We are wishing a HUGE congratulations to Tessa Hulls for winning the 2025 Pulitzer Prize in Memoir or Autobiography for FEEDING GHOSTS!
In her evocative, genre-defying graphic memoir, Tessa Hulls tells the story of three generations of women in her family: her Chinese grandmother, Sun Yi; her mother, Rose; and herself.
Sun Yi was a Shanghai journalist caught in the political crosshairs of the 1949 Communist victory. After years of government harassment, she fled to Hong Kong with her daughter. Upon arrival, Sun Yi wrote a bestselling memoir about her persecution and survival, used the proceeds to put Rose in an elite boarding school—and promptly had a mental breakdown. Rose eventually came to the United States on a scholarship and brought Sun Yi to live with her.

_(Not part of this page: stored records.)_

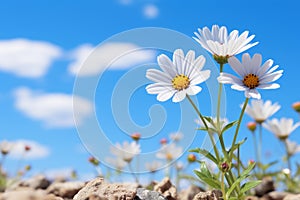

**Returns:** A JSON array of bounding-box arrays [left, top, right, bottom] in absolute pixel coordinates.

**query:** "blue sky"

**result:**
[[0, 0, 300, 181]]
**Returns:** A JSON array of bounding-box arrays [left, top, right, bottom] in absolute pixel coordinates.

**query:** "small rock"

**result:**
[[47, 181, 85, 198], [178, 185, 204, 200], [154, 177, 177, 200], [74, 178, 137, 200], [134, 188, 167, 200], [0, 189, 63, 200], [283, 194, 300, 200], [85, 194, 107, 200], [254, 177, 275, 197], [193, 190, 222, 200], [6, 175, 50, 191]]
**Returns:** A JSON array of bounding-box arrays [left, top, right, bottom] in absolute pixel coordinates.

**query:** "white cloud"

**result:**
[[69, 42, 156, 76], [118, 0, 133, 5], [0, 39, 62, 78], [14, 87, 93, 127], [43, 167, 74, 180], [8, 140, 50, 160], [143, 4, 159, 19]]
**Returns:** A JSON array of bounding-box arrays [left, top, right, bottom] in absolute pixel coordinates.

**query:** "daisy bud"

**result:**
[[282, 168, 291, 175], [71, 170, 78, 179], [220, 162, 230, 172], [159, 138, 168, 145], [188, 154, 197, 163], [248, 159, 255, 165], [293, 101, 300, 113], [24, 145, 31, 152], [89, 157, 99, 166], [213, 54, 229, 65], [247, 122, 256, 132], [131, 133, 141, 142], [25, 165, 31, 171], [17, 170, 24, 176]]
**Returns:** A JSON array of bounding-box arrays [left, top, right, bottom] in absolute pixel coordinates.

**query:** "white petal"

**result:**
[[146, 69, 173, 84], [191, 55, 206, 72], [259, 70, 283, 84], [186, 85, 202, 95], [242, 53, 251, 74], [172, 90, 186, 103], [157, 90, 176, 102], [146, 83, 173, 94], [228, 57, 245, 77], [217, 72, 243, 85], [248, 89, 261, 99], [257, 83, 280, 89], [182, 50, 195, 75], [231, 85, 247, 91], [206, 40, 220, 55], [173, 49, 184, 74], [190, 70, 210, 85], [257, 59, 273, 77], [157, 54, 177, 77], [252, 53, 262, 74]]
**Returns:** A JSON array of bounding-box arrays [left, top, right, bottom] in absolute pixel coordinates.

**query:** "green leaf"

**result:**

Tessa watched her mother care for Sun Yi, both of them struggling under the weight of Sun Yi’s unexamined trauma and mental illness. Vowing to escape her mother’s smothering fear, Tessa left home, traveling to the farthest corners of the globe. At age thirty, it started to feel less like freedom and more like running away, so Tessa returned home to face the history that shaped her family.
Extensively researched and gorgeously rendered, FEEDING GHOSTS is Hulls’s homecoming, a vivid journey into the beating heart of one family, set against the dark backdrop of Chinese history. By turns fascinating and heartbreaking, inventive and poignant, FEEDING GHOSTS exposes the fear and trauma that haunt generations, and the love that holds them together.
“The shadowy, close-hatched drawings detail the landmarks of Sun Yi’s past and render expressionistic portraits of emotional truths, filling panels with maze-like layouts reminiscent of David B. The result is a revelatory work as layered as the history it explores.”
—Publishers Weekly, starred review
“Artist/writer/adventurer Hulls presents her debut graphic memoir in 400 black-and-white dense pages that explore (and expose) mental illness, dysfunctional bonds, inherited trauma, and cultural disconnects across three generations… Almost ten years later, audiences are invited to ‘enter this story’—detailed, vulnerable, harrowing—and bear witness to Hulls ‘releasing [her ghosts] into the light.'”—Booklist, starred review
“A work that glimmers with insight, acumen, and an unwillingness to settle for simple answers.”